VeraXXIV

There appeared to be no tea-table. Chesterton, her arms stretched taut holding the heavy tray, looked round. Evidently tea up there wasn't usual.

'Put it in the window,' said Wemyss, jerking his head towards the writing-table.

'Oh——' began Lucy quickly; and stopped.

'What's the matter?' asked Wemyss.

'Won't it—be draughty?'

'Nonsense. Draughty. Do you suppose I'd tolerate windows in my house that let in draughts?'

Chesterton, resting a corner of the tray on the table, was sweeping a clear space for it with her hand. Not that much sweeping was needed, for the table was big and all that was on it was the notepaper which earlier in the afternoon had been scattered on the floor, a rusty pen or two, some pencils whose ends had been gnawed as the pencils of a child at its lessons are gnawed, a neglected-looking inkpot, and a grey book with Household Accounts in dark lettering on its cover.

Wemyss watched her while she arranged the tea-things.

'Take care, now—take care,' he said, when a cup rattled in its saucer.

Chesterton, who had been taking care, took more of it; and le trop being l'ennemi du bien she was so unfortunate as to catch her cuff in the edge of the plate of bread and butter.

The plate tilted up; the bread and butter slid off; and only by a practised quick movement did she stop the plate from following the bread and butter and smashing itself on the floor.

'There now,' said Wemyss. 'See what you've done. Didn't I tell you to be careful? It isn't,' he said, turning to Lucy, 'as if I hadn't told her to be careful.'

Chesterton, on her knees, was picking up the bread and butter which lay—a habit she had observed in bread and butter under circumstances of this kind—butter downwards.

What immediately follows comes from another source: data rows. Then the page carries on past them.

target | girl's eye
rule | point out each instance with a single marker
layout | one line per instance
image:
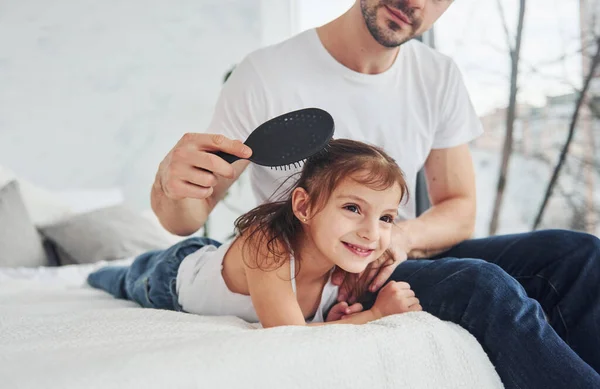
(387, 219)
(352, 208)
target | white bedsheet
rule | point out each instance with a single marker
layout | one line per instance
(55, 332)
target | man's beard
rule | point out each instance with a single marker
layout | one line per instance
(386, 36)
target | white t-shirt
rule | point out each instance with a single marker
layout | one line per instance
(420, 103)
(202, 290)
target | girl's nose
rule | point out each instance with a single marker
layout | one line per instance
(369, 230)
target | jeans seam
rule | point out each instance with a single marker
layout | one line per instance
(557, 307)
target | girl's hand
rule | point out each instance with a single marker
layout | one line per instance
(341, 309)
(395, 297)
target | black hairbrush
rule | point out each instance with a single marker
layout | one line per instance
(288, 139)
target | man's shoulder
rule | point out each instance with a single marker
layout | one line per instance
(277, 51)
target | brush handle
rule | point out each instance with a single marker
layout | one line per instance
(227, 157)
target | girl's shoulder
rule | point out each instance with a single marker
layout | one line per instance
(258, 249)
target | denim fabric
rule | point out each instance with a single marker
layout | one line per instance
(151, 280)
(501, 289)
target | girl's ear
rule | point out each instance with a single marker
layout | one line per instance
(300, 204)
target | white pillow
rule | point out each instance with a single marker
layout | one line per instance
(43, 206)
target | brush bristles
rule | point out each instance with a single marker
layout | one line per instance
(289, 167)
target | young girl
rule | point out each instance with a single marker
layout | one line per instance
(277, 270)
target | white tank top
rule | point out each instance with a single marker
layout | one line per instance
(202, 290)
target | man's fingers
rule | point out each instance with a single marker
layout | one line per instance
(411, 301)
(217, 142)
(381, 278)
(208, 161)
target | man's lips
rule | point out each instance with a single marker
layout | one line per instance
(399, 15)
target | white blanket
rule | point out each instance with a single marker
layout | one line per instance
(55, 332)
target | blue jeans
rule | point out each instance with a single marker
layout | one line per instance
(532, 300)
(151, 280)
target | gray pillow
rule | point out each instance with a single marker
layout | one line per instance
(103, 235)
(20, 243)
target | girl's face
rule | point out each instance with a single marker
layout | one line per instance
(354, 227)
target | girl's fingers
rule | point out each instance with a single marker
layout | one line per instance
(354, 308)
(340, 307)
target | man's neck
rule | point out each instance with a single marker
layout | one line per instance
(349, 41)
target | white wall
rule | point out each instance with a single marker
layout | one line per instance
(93, 93)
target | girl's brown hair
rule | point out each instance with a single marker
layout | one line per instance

'You will fetch a cloth,' said Wemyss.

'Yes sir.'

'And you will cut more bread and butter.'

'Yes sir.'

'That makes two plates of bread and butter wasted to-day entirely owing to your carelessness. They shall be stopped out of your——Lucy, where are you going?'

'To fetch a handkerchief. I must have a handkerchief, Everard. I can't for ever use yours.'

'You'll do nothing of the kind. Lizzie will bring you one. Come back at once. I won't have you running in and out of the room the whole time. I never knew any one so restless. Ring the bell and tell Lizzie to get you one. What is she for, I should like to know?'

He then resumed and concluded his observations to Chesterton. 'They shall be stopped out of your wages. That,' he said, 'will teach you.'

And Chesterton, who was used to this, and had long ago arranged with the cook that such stoppages should be added on to the butcher's book, said, 'Yes sir.'

When she had gone—or rather withdrawn, for a plain word like gone doesn't justly describe the noiseless decorum with which Chesterton managed the doors of her entrances and exits—and when Lizzie, too, had gone after bringing a handkerchief, Lucy supposed they would now have tea; she supposed the moment had at last arrived for her to go and sit in that window.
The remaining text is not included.